Then I come back and a week later spend three MORE days in the field showing a different group of cats which end is dangerous on the boomstick. Hopefully I can doctor-dodge long enough to fire a boomstick myself this time, since they get uppity when my shoulders act like party favors and move in ways shoulders aren’t supposed to move. But either way I will have to go and chaperone, so good times. Maybe it will start snowing by then, too, which always makes for a great time standing outside yelling at people for 12 hours or so of my day!

Ah, the Army life. Who could possibly want to get out?

Off to pack. Then again, I am expecting a call tomorrow that says funding got cancelled and thanks for playing, go home. I said I wanted variety in my life. Looks like I at least got unpredictability, which is close to variety… though it has become rather predictable unpredictability…

9/26/2009

More of the Usual

Filed under: — lana @ 2:23 pm

So about a week ago my warrant officer sent me an email. It went something like this (not a direct quote, but in essence):

“You have to go to the field the Monday you get back. It’s because you are one of the only non-commissioned officers left in the company. Have fun. Sorry. Bye.”

It had more detail, but that was essentially the message. My unit periodically runs a refresher-type course for our units and other participating units out in Middle-Of-Nowhere, Germany. By periodically I mean a few times a year. He was notifying me that it was my turn to go be the NCO link to the other units, and I would start two days after my return from my course. Good times, only not really.

So I returned on Friday afternoon and proceeded to make the phone calls to figure out where I needed to be and when and if I had time Monday morning to pick up a prescription which wouldn’t get me to the field until late morning. Despite having notified me, he apparently hadn’t really found time to figure out those essentials in the past week or so despite being located in the same area as the others attending the fun. I made one phone call, found the Officer-in-Charge of the ordeal, and asked her. She mentioned she thought I wasn’t coming anymore. Apparently the person covering for my first few days (the exercise prep started a few days earlier) had not received funding for the course he was supposed to attend this week, so it had been assumed that he was staying. I called him to confirm, and he bitterly responded that he may as well stay, but I HAD to take the next one (he also took care of the last one and we are supposed to rotate between the three people of acceptable rank for the job). I will probably head out there by the weekend instead to relieve him, seeing as how I had planned to be there anyway and now have that oppressive guilt that comes with someone telling me “Don’t worry about it… I will do it for you this time.” It’s like when my mother used to ask me to clean something and I would wait too long so she would say, “Fine. I’ll just do it myself,” usually with a follow-on threat to throw everything I owned into the garbage.
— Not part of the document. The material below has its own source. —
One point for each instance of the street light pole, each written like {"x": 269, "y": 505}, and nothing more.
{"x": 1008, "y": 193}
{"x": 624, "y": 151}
But it is definitely business as usual, seeing as how the person covering has no idea if all of a sudden on Monday or Tuesday the funding will come through and I will have to rush out to cover him. That is actually anticipated, seeing as how I received funds a week prior to my departure and the last person to attend the course received funds roughly two days prior. So back to my world of not knowing where I will end up 36 hours from now, back to my world of sudden phone calls of, “Uh oh… could you,” and back to my days of planning things that I have to cancel because they are more than a week away.

Basically, back to business in Germany. 7 months, 14 days and counting…

9/21/2009

Getting Along

Filed under: — lana @ 1:16 am

This year Eid al-Fitr (the end of Ramadan, folks, stay with me…) and Rosh Hashanna (Jewish New Year… I promise that’s all the foreign stuff for today) fall on the same weekend. Muslims and Jews, partying together. For slightly different reasons, but the two biggest holidays of two cultures are for once having their people thinking more about having fun than annoying each other. It only lasts a weekend, but every weekend counts.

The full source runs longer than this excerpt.